Senior Integrated Designer, Burberry (2018–present)
Designer, Wolff Olins (2017–2018)
Designer, Accept & Proceed (2013–2017)
Freelance Designer, Barbican Centre (2012–2013)
Design Assistant, Siegel+Gale, LA (2011–2012)
Art Department Intern, Wallpaper* (2010)
Art Department Intern, Esquire Magazine (2010)
BA Visual Communication, Glasgow School of Art (2007–2011)
Helping to hone Burberry’s already pioneering digital reputation, Ruby currently heads up a team of four designers to realise some of the brand’s most engaging and ambitious campaigns, both physically and digitally.
Over 200 people make up the creative media department at Burberry, which doesn’t even include those working in fashion design or those actually making the products. In such a fast-moving and ever-changing environment, this leaves plenty of room for creative collaboration between teams like Ruby’s and those of creative technology and 3D design. “I’ve been amazed at the ambition and the vision of what we want to do” she tells us.
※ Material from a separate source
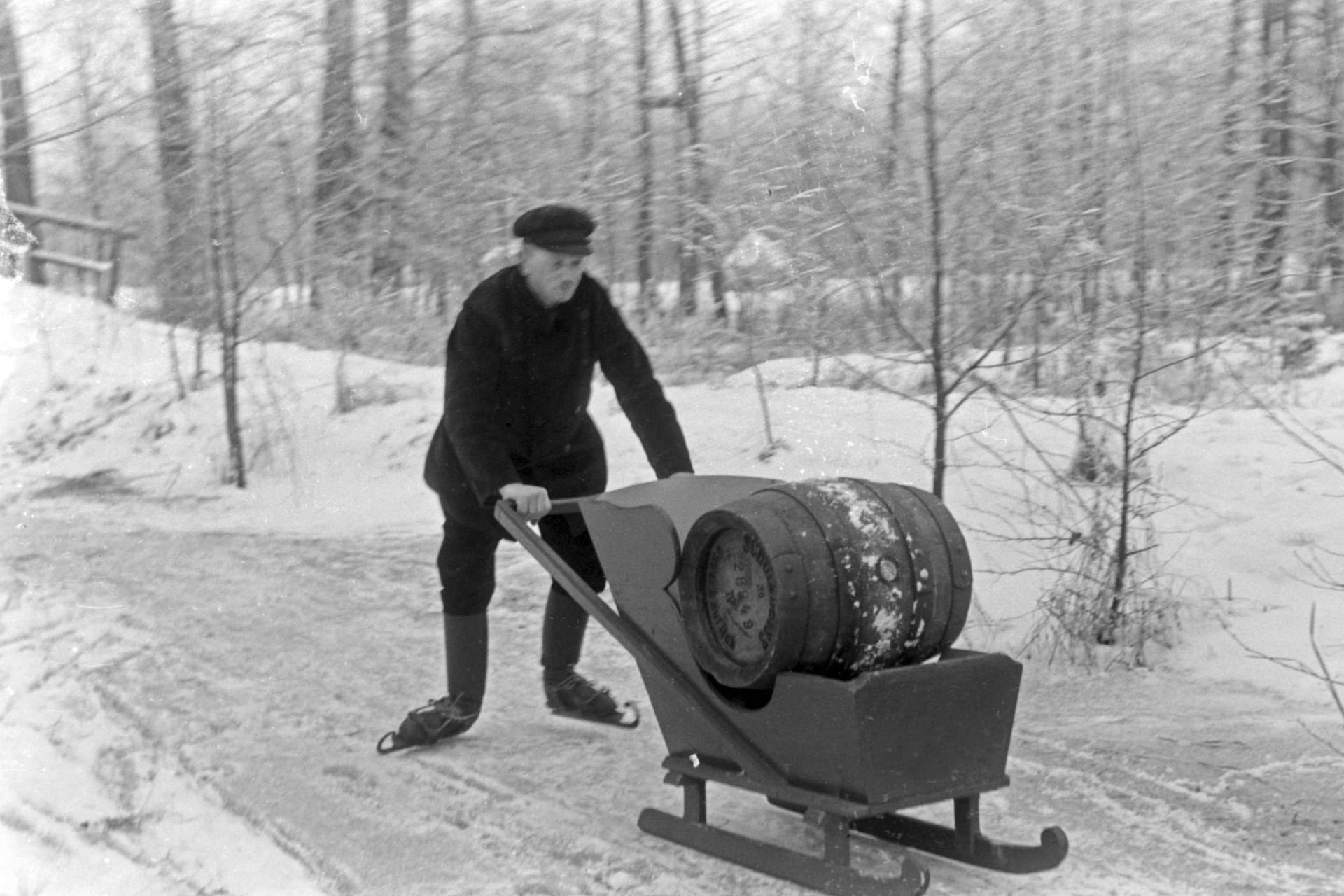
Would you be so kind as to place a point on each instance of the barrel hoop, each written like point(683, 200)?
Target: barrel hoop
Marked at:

As Ruby tells us, both a sense of play and upholding the product’s value are essential factors in engaging an online audience: “I think the challenge for brands is to have some sort of meaning beyond the product that they are selling [...] It’s about maintaining a balance between beauty and performance: two things that are really important in terms of the luxury experiences that we create. Any digital experience has got to be fluid and intuitive.”
Looking back on some of her favourite projects from the past year, Ruby describes working with several teams to bring a dystopian Christmas to life on Burberry’s digital platforms for a recent festive campaign – a collaboration with artist and photographer Juno Calypso. “Our job was to extend the story of the campaign, created by our team of fabulous art directors, on a digital platform. We worked with the 3D and creative technology teams to bring to life six of the products for a unique audiovisual interactive experience.”
“Don’t just follow your heroes on Instagram, try and connect with them in the real world.”
A graduate of Glasgow School of Art’s visual communication course, Ruby credits the experience with helping her to build a diverse network of friends and collaborators. But it also provided some essential stepping stones into the world of work, not least with some help from David McKendrick – then the creative director at Esquire Magazine. “I knew he had the keys to the world that I wanted to be in!” Ruby shares.
Early stints at both Esquire and Wallpaper* followed, with Ruby spending the summer discovering the world of magazines: “I loved the glamour and the idea that all the people in the magazine had walked through the office at some point.”
Shortly after, Ruby moved to LA to take up a design assistant role at branding company Siegel+Gale, which she considers her “first proper job.” Filling us in on life in LA, she explains how she knew the move wouldn't be a permanent one: “People go to LA to escape busy cities, and I just wasn’t ready to escape yet. I wanted to be in the middle of things.”
Finally, Ruby offers some words of advice to emerging creatives – from finding mentors and creating lasting connections within your network, to being open to exploring the full range of your skill set: “As a designer, you need to be adaptable and unafraid of new things. Remain open-minded: it isn’t always about setting typography or gridlines.”